Though distorted matrices can be burnished in an attempt to re-establish the shape at the contact area, this will always result in an uneven external topography to the resultant restoration if the matrix is made of metal. This may be less of an issue for clear matrices; however, the reason for the distortion (placement versus stabilisation) will impact on the ability for it to be easily resolved. Active stabilisation which results in central distortion cannot be simply resolved by burnishing because of the tenting mechanism of distortion.

Anecdotally, rigid metal matrices lend themselves to a degree of self-stabilisation coronally, which facilitates their use without a separating ring in many situations. When a ring is not used, separation with a firmly placed wooden wedge or mechanical separator is required. While plastic wedges and the Teflon-floss technique could potentially provide improved cervical adaptation in comparison with wooden wedges, their ability to separate teeth is currently uncertain. Although stiff matrices can have an element of coronal self-stabilisation, it is prudent to further stabilise the matrix with unbonded flowable composite (Fig. 12). This passive coronal stabilisation, allied with the minimised potential for extrusion distortion, likely increases the chances of obtaining an undistorted matrix. When an appropriately shaped matrix is chosen, this potentially results in an optimal cervical emergence and occlusal emergence out of the contact. There is also a smooth convex contact area in the resulting restoration with minimal ledging, accessible to finishing (Fig. 12). Flexible sectional matrices (≤50 microns thick) can also be stabilised coronally with this technique and can be used in larger cavities where walls are missing. It can however be technically more challenging to stabilise these matrices in the desired position. They often benefit from cervical stabilisation and sealing with PTFE tape following application of the wooden wedge, before coronal stabilisation with flowable composite. Further research to formally assess these issues would be beneficial.

Conclusion

Sectional matrices are superior to circumferential matrices in terms of their ability to recreate lost interproximal walls in a seemingly more anatomical way. This has many potential patient-centred benefits, including the more predictable formation of contact areas which result in reduced reported food packing. It is apparent, however, that the achievement of a contact area could well be a Pyrrhic victory, if a clinically undetectable, inaccessible concavity in the restoration results in caries in the adjacent tooth.
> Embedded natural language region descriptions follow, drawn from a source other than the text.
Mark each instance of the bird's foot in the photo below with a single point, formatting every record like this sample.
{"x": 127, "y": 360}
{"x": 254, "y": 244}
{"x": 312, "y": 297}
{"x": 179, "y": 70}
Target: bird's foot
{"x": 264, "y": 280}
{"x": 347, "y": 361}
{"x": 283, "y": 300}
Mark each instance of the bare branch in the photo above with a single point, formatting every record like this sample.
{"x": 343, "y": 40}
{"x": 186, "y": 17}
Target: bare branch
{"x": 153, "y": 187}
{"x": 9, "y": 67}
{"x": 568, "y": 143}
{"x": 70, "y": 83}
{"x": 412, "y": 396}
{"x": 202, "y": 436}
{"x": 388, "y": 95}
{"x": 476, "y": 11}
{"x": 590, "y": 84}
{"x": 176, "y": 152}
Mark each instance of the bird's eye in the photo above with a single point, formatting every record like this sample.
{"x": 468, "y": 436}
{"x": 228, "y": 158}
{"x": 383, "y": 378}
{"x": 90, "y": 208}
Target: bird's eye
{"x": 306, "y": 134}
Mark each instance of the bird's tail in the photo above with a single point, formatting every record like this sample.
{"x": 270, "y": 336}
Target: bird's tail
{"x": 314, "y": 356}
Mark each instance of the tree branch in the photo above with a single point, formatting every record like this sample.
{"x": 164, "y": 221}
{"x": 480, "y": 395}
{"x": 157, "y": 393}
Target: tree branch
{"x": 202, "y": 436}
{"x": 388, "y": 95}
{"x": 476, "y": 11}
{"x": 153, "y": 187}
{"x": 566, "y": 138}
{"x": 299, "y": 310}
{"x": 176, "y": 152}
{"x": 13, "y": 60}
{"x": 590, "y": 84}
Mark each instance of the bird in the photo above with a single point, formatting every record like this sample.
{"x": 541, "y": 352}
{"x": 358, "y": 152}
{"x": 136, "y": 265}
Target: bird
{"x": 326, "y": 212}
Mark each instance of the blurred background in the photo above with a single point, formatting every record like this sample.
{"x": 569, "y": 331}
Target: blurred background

Armed with an understanding of appropriate cavity design, where all contact areas are cleared, and the intricacies, advantages and limitations which exist for all of the various sectional matrices, methods of placement, stabilisation and separation are available, the practitioner can adopt a flexible approach. This will help to avoid many of the pitfalls associated with sectional matrix systems. Sectional matrices are susceptible to distortion at various stages in the restorative process. The practitioner should be aware of these issues to minimise their occurrence and to identify and address them before restoration placement, should they occur. This will engender confidence in obtaining predictable, anatomical contact areas resulting in improved patient-centred outcomes when restoring posterior interproximal cavities with direct composite.